CINCINNATI -- The Reds' pursuit of free-agent shortstop Orlando Cabrera was a hot topic at the Reds Caravan on Saturday. "We're still making a decision," Reds manager Dusty Baker said on Saturday, hours before Major League sources confirmed that Cabrera agreed to a one-year, $3 million deal with Cincinnati. "Would we be better served with [Paul] Janish and somebody else at shortstop, or Cabrera and whoever else we have? Right now, it's trying to decide what's best for us." The Reds were vying with the Rockies and Nationals to land the 35-year-old Cabrera.
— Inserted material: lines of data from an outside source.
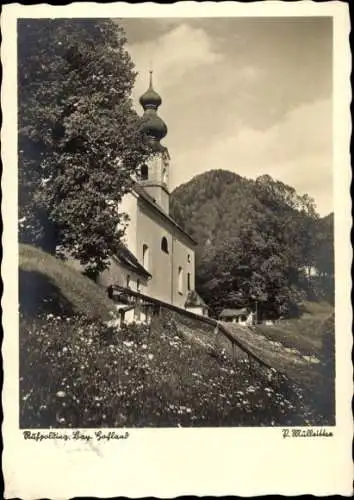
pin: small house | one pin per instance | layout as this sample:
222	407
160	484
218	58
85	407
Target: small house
241	316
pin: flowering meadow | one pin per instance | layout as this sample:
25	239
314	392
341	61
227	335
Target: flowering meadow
79	372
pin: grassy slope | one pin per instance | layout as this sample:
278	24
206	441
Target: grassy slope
49	285
78	373
305	333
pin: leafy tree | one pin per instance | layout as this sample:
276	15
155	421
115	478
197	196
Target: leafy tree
255	239
79	140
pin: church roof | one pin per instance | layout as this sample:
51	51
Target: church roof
127	258
148	199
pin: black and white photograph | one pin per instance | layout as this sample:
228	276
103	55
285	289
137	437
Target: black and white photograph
176	224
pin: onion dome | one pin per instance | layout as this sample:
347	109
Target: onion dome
151	124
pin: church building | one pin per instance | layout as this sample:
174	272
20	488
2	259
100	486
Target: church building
156	257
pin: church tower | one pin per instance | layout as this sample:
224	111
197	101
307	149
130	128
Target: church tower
155	173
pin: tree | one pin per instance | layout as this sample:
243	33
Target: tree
254	240
79	139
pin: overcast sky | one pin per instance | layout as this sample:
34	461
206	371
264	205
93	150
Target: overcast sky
249	95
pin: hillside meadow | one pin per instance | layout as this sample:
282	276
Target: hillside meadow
78	371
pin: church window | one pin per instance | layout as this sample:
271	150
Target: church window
144	172
146	257
164	245
180	280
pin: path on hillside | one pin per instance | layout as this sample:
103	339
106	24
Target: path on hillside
301	369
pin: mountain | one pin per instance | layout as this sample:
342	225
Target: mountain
258	241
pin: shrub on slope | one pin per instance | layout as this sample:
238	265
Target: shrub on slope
48	285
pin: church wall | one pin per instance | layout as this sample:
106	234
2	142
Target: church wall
118	275
129	205
164	267
181	251
150	231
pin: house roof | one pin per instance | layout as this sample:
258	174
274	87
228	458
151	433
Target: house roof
140	191
128	259
194	300
232	313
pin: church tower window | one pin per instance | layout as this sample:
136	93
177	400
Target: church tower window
180	280
164	245
144	172
146	257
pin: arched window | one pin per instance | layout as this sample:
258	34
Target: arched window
164	175
164	245
144	172
180	280
146	257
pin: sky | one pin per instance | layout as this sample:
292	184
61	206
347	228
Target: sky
249	95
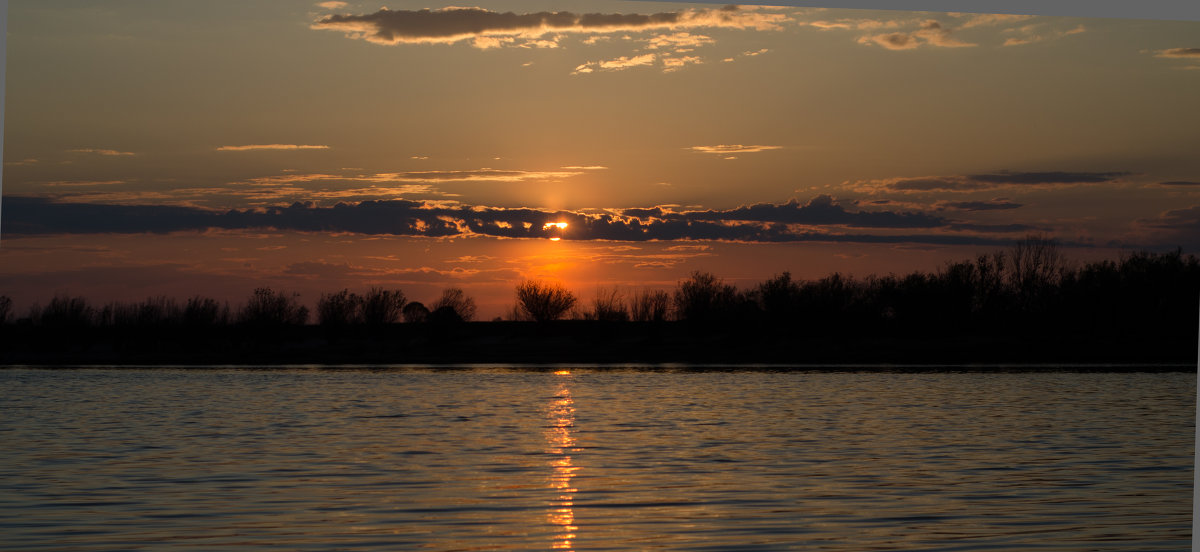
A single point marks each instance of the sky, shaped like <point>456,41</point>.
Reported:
<point>179,148</point>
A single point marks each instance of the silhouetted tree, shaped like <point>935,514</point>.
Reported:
<point>271,309</point>
<point>340,309</point>
<point>65,312</point>
<point>649,305</point>
<point>454,298</point>
<point>443,316</point>
<point>544,301</point>
<point>5,309</point>
<point>204,312</point>
<point>609,306</point>
<point>415,312</point>
<point>780,299</point>
<point>705,298</point>
<point>383,306</point>
<point>1035,265</point>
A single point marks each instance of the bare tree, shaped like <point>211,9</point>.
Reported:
<point>649,305</point>
<point>610,306</point>
<point>456,300</point>
<point>5,309</point>
<point>415,312</point>
<point>1035,263</point>
<point>65,311</point>
<point>383,306</point>
<point>543,301</point>
<point>203,311</point>
<point>705,297</point>
<point>268,307</point>
<point>339,309</point>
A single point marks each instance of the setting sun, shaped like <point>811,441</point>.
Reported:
<point>557,227</point>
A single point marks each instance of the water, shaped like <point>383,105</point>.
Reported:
<point>495,459</point>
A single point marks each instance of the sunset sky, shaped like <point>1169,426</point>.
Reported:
<point>208,148</point>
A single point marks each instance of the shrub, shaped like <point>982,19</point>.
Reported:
<point>543,301</point>
<point>454,298</point>
<point>267,307</point>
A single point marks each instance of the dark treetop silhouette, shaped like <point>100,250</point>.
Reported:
<point>1027,304</point>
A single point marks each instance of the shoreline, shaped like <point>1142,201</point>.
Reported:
<point>587,343</point>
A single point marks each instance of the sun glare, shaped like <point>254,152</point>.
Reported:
<point>557,227</point>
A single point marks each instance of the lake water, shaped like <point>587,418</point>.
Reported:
<point>585,459</point>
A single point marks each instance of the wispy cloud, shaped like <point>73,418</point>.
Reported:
<point>484,28</point>
<point>1180,53</point>
<point>84,183</point>
<point>105,153</point>
<point>931,33</point>
<point>727,149</point>
<point>676,64</point>
<point>678,40</point>
<point>990,19</point>
<point>997,204</point>
<point>270,147</point>
<point>971,183</point>
<point>821,219</point>
<point>618,64</point>
<point>1031,34</point>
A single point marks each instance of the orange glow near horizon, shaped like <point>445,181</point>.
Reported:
<point>557,227</point>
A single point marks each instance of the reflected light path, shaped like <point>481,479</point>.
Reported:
<point>561,444</point>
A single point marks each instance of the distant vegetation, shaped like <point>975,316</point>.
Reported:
<point>1030,287</point>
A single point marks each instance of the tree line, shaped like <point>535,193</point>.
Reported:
<point>1029,287</point>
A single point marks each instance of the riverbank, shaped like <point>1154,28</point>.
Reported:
<point>574,342</point>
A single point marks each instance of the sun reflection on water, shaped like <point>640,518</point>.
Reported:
<point>561,444</point>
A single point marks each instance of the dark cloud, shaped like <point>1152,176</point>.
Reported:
<point>990,180</point>
<point>1180,53</point>
<point>821,210</point>
<point>1054,177</point>
<point>989,205</point>
<point>757,223</point>
<point>489,28</point>
<point>1187,219</point>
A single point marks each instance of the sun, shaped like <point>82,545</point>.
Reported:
<point>558,227</point>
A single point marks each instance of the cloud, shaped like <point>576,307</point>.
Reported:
<point>1187,219</point>
<point>970,183</point>
<point>822,219</point>
<point>483,27</point>
<point>676,64</point>
<point>1185,53</point>
<point>678,40</point>
<point>84,183</point>
<point>821,210</point>
<point>989,205</point>
<point>931,33</point>
<point>270,147</point>
<point>892,41</point>
<point>618,64</point>
<point>1032,34</point>
<point>726,149</point>
<point>1177,227</point>
<point>105,153</point>
<point>989,19</point>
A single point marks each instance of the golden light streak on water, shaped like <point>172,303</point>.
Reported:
<point>561,443</point>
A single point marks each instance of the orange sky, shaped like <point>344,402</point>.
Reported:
<point>159,148</point>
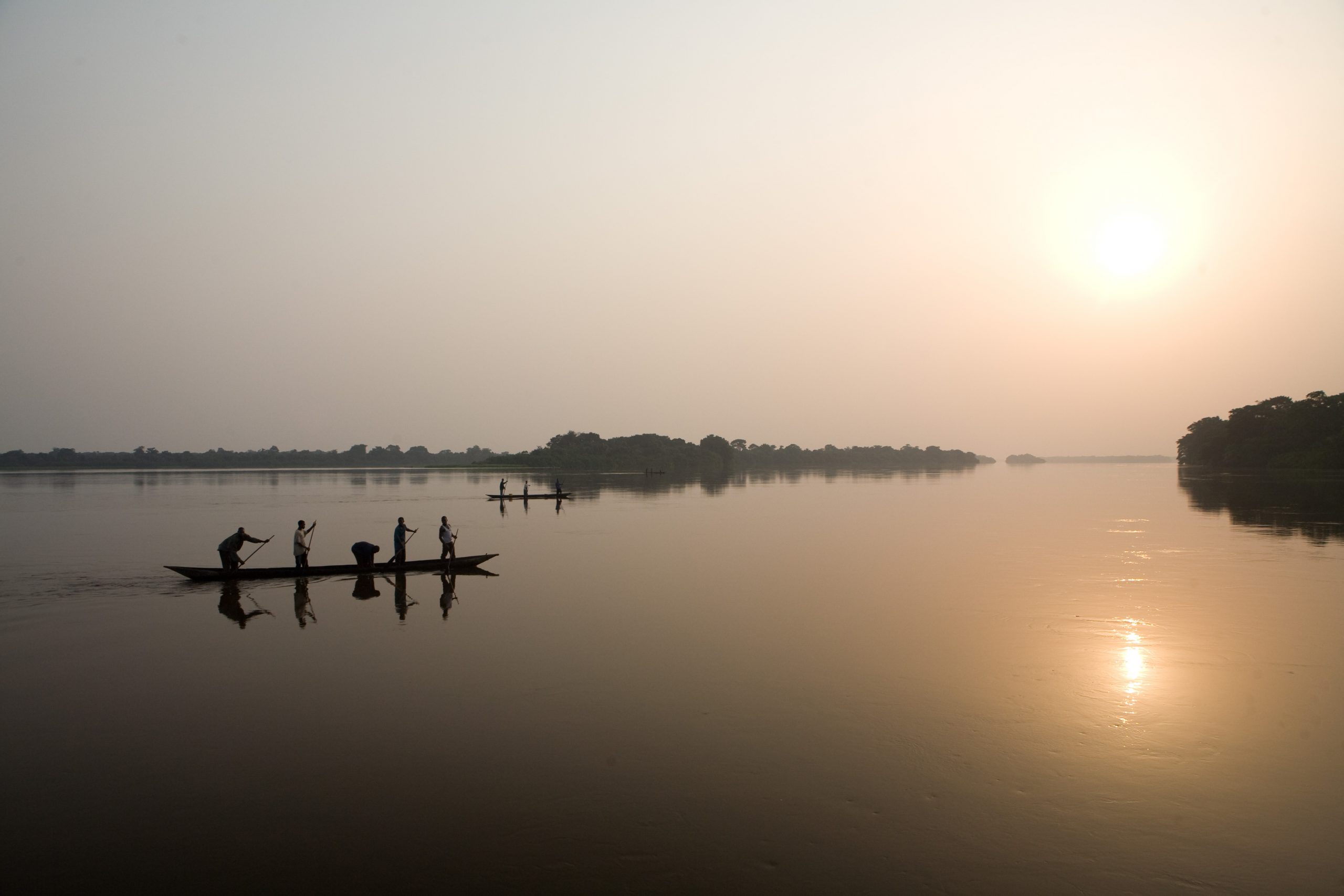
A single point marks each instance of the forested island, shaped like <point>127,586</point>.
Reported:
<point>1025,458</point>
<point>1276,433</point>
<point>217,458</point>
<point>716,455</point>
<point>566,452</point>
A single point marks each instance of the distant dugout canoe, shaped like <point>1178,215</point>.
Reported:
<point>218,574</point>
<point>539,496</point>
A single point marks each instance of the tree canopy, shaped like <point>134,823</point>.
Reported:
<point>717,455</point>
<point>273,457</point>
<point>1275,433</point>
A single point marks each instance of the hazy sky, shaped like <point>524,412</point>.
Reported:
<point>1055,227</point>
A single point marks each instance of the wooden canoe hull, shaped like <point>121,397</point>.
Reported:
<point>217,574</point>
<point>539,496</point>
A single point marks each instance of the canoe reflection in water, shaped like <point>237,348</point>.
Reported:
<point>303,604</point>
<point>232,605</point>
<point>365,587</point>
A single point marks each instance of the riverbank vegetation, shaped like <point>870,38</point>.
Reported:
<point>1276,433</point>
<point>217,458</point>
<point>716,455</point>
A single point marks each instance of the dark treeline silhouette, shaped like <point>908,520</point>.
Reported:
<point>1275,433</point>
<point>716,456</point>
<point>1025,458</point>
<point>215,458</point>
<point>1281,503</point>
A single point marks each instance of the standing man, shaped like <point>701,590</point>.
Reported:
<point>301,544</point>
<point>230,547</point>
<point>447,537</point>
<point>400,541</point>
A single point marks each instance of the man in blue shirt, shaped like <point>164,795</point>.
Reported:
<point>400,541</point>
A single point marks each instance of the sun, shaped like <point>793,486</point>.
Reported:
<point>1129,245</point>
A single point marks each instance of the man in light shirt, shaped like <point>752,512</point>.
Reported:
<point>301,544</point>
<point>447,537</point>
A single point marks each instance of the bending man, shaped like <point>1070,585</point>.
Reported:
<point>230,547</point>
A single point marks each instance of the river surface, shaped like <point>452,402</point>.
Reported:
<point>1061,679</point>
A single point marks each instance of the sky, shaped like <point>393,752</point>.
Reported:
<point>1055,227</point>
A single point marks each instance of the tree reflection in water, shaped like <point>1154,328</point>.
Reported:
<point>1278,503</point>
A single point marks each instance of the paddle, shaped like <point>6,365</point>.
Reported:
<point>255,551</point>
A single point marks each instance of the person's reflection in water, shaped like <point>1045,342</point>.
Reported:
<point>232,605</point>
<point>303,605</point>
<point>449,593</point>
<point>400,598</point>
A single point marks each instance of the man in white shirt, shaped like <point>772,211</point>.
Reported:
<point>447,537</point>
<point>301,544</point>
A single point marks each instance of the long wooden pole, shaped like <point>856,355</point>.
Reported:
<point>255,551</point>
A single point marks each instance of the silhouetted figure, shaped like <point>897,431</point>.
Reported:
<point>303,605</point>
<point>445,601</point>
<point>400,541</point>
<point>448,539</point>
<point>232,606</point>
<point>365,553</point>
<point>229,549</point>
<point>301,544</point>
<point>365,587</point>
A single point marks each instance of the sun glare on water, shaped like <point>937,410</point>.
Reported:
<point>1131,245</point>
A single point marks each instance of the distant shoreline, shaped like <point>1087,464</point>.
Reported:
<point>1110,458</point>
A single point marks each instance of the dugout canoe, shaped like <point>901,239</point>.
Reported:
<point>217,574</point>
<point>539,496</point>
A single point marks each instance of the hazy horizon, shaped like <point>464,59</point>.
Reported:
<point>1047,229</point>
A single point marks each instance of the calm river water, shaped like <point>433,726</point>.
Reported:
<point>1049,680</point>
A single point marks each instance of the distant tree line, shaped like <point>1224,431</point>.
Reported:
<point>717,455</point>
<point>1275,433</point>
<point>273,457</point>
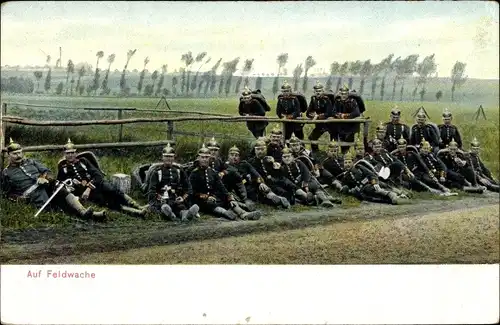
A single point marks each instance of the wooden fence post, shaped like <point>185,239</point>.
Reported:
<point>3,112</point>
<point>120,129</point>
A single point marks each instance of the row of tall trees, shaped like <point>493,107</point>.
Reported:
<point>189,82</point>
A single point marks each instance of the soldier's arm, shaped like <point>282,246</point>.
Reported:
<point>153,186</point>
<point>458,138</point>
<point>279,108</point>
<point>310,108</point>
<point>241,111</point>
<point>296,105</point>
<point>259,109</point>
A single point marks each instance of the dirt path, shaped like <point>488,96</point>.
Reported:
<point>40,244</point>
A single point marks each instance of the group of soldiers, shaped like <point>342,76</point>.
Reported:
<point>279,171</point>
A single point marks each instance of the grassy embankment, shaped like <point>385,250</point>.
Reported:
<point>124,160</point>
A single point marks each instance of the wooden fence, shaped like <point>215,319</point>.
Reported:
<point>170,121</point>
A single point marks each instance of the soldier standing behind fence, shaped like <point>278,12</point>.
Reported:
<point>252,107</point>
<point>288,107</point>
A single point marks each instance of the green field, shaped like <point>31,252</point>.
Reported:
<point>17,216</point>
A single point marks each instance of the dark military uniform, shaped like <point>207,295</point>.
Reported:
<point>346,109</point>
<point>166,185</point>
<point>449,132</point>
<point>17,179</point>
<point>393,132</point>
<point>424,132</point>
<point>253,107</point>
<point>274,178</point>
<point>289,107</point>
<point>323,108</point>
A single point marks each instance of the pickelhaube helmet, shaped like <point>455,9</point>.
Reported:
<point>294,139</point>
<point>447,114</point>
<point>333,144</point>
<point>260,143</point>
<point>381,126</point>
<point>69,147</point>
<point>475,142</point>
<point>168,151</point>
<point>212,144</point>
<point>276,130</point>
<point>395,112</point>
<point>318,86</point>
<point>286,86</point>
<point>234,149</point>
<point>425,145</point>
<point>286,151</point>
<point>349,155</point>
<point>401,141</point>
<point>13,146</point>
<point>204,151</point>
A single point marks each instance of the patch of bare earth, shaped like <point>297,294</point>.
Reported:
<point>469,235</point>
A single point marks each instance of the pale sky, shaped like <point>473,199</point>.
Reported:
<point>329,31</point>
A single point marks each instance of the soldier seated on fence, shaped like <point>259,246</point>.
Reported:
<point>168,190</point>
<point>210,194</point>
<point>483,174</point>
<point>89,182</point>
<point>254,183</point>
<point>448,131</point>
<point>308,191</point>
<point>275,144</point>
<point>28,180</point>
<point>394,129</point>
<point>250,106</point>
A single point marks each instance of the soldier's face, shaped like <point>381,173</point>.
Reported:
<point>295,147</point>
<point>16,157</point>
<point>214,152</point>
<point>234,157</point>
<point>275,138</point>
<point>168,160</point>
<point>333,152</point>
<point>287,159</point>
<point>70,156</point>
<point>203,160</point>
<point>425,150</point>
<point>260,152</point>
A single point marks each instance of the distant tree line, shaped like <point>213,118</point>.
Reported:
<point>219,79</point>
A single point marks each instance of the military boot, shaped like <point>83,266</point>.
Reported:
<point>190,213</point>
<point>278,200</point>
<point>131,202</point>
<point>324,201</point>
<point>254,215</point>
<point>167,211</point>
<point>133,212</point>
<point>87,213</point>
<point>228,214</point>
<point>301,195</point>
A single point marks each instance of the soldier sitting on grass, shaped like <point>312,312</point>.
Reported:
<point>210,194</point>
<point>28,180</point>
<point>90,184</point>
<point>168,191</point>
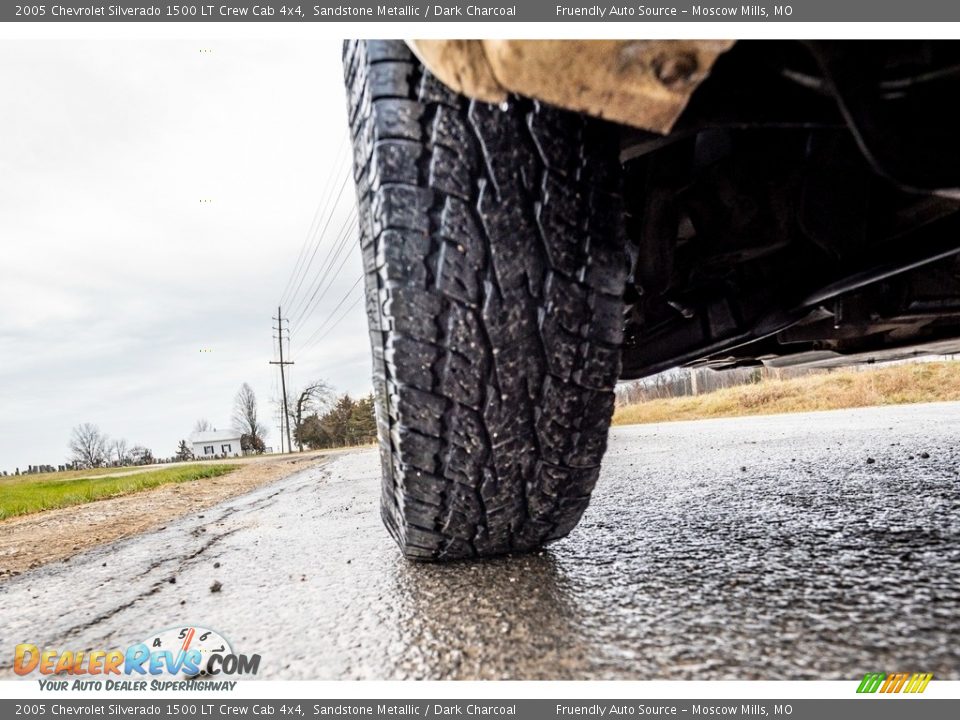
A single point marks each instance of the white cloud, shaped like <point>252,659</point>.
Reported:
<point>115,275</point>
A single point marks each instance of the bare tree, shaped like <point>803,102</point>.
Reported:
<point>245,419</point>
<point>88,446</point>
<point>119,447</point>
<point>314,399</point>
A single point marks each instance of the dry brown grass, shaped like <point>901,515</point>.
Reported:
<point>892,385</point>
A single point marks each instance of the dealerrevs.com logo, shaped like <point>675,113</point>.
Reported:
<point>176,658</point>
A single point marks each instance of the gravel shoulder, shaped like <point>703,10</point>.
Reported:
<point>28,541</point>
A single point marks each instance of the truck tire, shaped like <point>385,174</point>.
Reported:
<point>495,261</point>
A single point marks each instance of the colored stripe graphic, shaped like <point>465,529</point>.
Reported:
<point>870,682</point>
<point>894,682</point>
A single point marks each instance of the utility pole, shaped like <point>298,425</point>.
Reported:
<point>283,379</point>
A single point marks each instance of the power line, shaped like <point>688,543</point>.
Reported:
<point>339,320</point>
<point>327,278</point>
<point>308,341</point>
<point>321,211</point>
<point>323,235</point>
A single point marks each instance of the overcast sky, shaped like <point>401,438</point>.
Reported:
<point>115,276</point>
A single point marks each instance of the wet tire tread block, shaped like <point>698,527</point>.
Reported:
<point>495,263</point>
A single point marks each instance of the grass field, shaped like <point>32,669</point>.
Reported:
<point>32,493</point>
<point>892,385</point>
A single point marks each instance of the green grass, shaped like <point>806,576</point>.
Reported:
<point>28,494</point>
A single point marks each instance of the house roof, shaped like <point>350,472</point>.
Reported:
<point>215,436</point>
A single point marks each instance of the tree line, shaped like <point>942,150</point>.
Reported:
<point>318,418</point>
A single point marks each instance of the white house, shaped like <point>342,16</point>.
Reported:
<point>216,443</point>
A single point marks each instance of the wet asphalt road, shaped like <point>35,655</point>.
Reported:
<point>759,548</point>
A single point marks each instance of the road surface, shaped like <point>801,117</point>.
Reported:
<point>815,546</point>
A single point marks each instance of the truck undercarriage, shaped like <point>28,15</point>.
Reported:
<point>804,204</point>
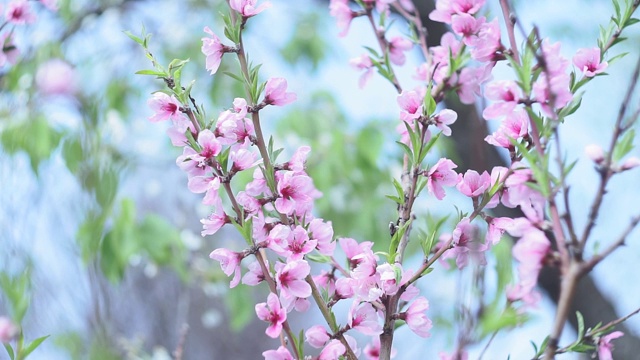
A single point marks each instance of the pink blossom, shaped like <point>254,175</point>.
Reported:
<point>444,118</point>
<point>275,92</point>
<point>56,77</point>
<point>497,227</point>
<point>50,4</point>
<point>233,129</point>
<point>390,277</point>
<point>294,191</point>
<point>457,355</point>
<point>229,262</point>
<point>8,330</point>
<point>272,313</point>
<point>372,350</point>
<point>630,163</point>
<point>363,62</point>
<point>473,184</point>
<point>595,153</point>
<point>298,244</point>
<point>9,52</point>
<point>213,50</point>
<point>242,159</point>
<point>411,103</point>
<point>363,318</point>
<point>416,319</point>
<point>281,354</point>
<point>165,107</point>
<point>258,186</point>
<point>290,278</point>
<point>322,233</point>
<point>558,85</point>
<point>470,80</point>
<point>19,13</point>
<point>332,351</point>
<point>446,8</point>
<point>486,44</point>
<point>240,107</point>
<point>530,251</point>
<point>506,94</point>
<point>247,8</point>
<point>255,275</point>
<point>317,336</point>
<point>588,61</point>
<point>298,160</point>
<point>556,63</point>
<point>466,26</point>
<point>441,174</point>
<point>605,346</point>
<point>210,146</point>
<point>397,47</point>
<point>216,220</point>
<point>343,14</point>
<point>449,46</point>
<point>345,288</point>
<point>188,164</point>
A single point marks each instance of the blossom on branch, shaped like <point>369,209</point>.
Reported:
<point>273,313</point>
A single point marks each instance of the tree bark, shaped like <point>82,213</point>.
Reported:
<point>472,152</point>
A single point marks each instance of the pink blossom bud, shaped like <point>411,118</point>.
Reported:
<point>630,163</point>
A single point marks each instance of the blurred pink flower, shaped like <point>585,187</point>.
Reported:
<point>442,174</point>
<point>605,346</point>
<point>317,336</point>
<point>275,92</point>
<point>332,351</point>
<point>8,51</point>
<point>343,14</point>
<point>398,45</point>
<point>248,7</point>
<point>8,330</point>
<point>444,118</point>
<point>19,13</point>
<point>416,319</point>
<point>213,49</point>
<point>281,354</point>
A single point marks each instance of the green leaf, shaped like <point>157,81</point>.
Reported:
<point>32,346</point>
<point>9,351</point>
<point>240,303</point>
<point>319,258</point>
<point>399,190</point>
<point>624,146</point>
<point>151,72</point>
<point>134,38</point>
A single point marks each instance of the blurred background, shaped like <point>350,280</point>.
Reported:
<point>100,238</point>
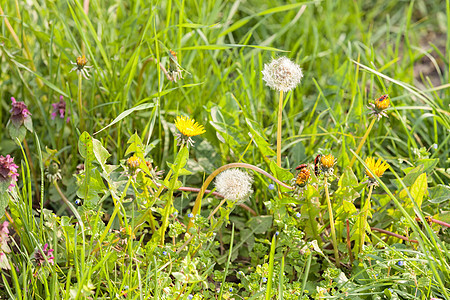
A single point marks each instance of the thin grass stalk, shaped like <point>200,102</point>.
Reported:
<point>305,275</point>
<point>330,214</point>
<point>365,212</point>
<point>280,118</point>
<point>281,280</point>
<point>271,263</point>
<point>228,262</point>
<point>80,101</point>
<point>362,142</point>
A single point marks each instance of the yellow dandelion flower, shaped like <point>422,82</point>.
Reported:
<point>188,128</point>
<point>133,162</point>
<point>378,168</point>
<point>80,66</point>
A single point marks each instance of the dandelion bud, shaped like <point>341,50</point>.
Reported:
<point>378,168</point>
<point>234,185</point>
<point>282,74</point>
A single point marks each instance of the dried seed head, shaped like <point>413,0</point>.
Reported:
<point>234,184</point>
<point>282,74</point>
Also confirmed was that Cincinnati is still talking with outfielder Jonny Gomes, who was non-tendered by the club in December. The Reds have been looking for an outfielder with pop, and Gomes would certainly provide that after he hit 20 home runs last season in just 251 at-bats. If Gomes were to be brought back, all indications are that it would be a Minor League deal. Spending all weekend on the Southern leg of the Reds Winter Caravan, Baker was in town for a special stop at Great American Ball Park, where fans were selecting their seats as they brought season-ticket packages. The event included a question-and-answer session with the fans, which yielded some unexpected answers from the panel that included Baker, infielder Adam Rosales, outfielder Chris Heisey, broadcaster Jeff Brantley and Reds great Eric Davis. One fan asked who was contending for the fifth spot in the starting rotation. Baker listed the usual suspects, including Micah Owings, Cuban defector Aroldis Chapman and young lefties Matt Maloney and Travis Wood. Baker also listed right-handed reliever Mike Lincoln as a candidate, which was a bit of a stunner. Lincoln hasn't started a Major League game since 2000 with Minnesota. Last season, he was limited to 19 games with the Reds because he needed surgery to repair a bulging disc in his neck. The 34-year-old pitched a career-high 64 games in 2008 after a four-year layoff from two elbow reconstruction surgeries. "We promised him that we would give him an opportunity, much like we did with Nick Masset last year," Baker said. "If it doesn't work out, that person can always go to the bullpen in long relief." Also asked was a common question about whether first baseman Joey Votto would get moved to left field to make room for rising prospect Yonder Alonso. But the response also yielded previously unheard information. "That's always a possibility," Baker said. "We've entertained a few things, even the possibility of putting Alonso behind the plate. He's built more like a catcher than he is anything. Imagine a left-handed, power-hitting catcher. A lot of that depends on our Minor League development people that spend time with the kids and the time training them."
Mark Sheldon is a reporter for MLB.com. This story was not subject to the approval of Major League Baseball or its clubs.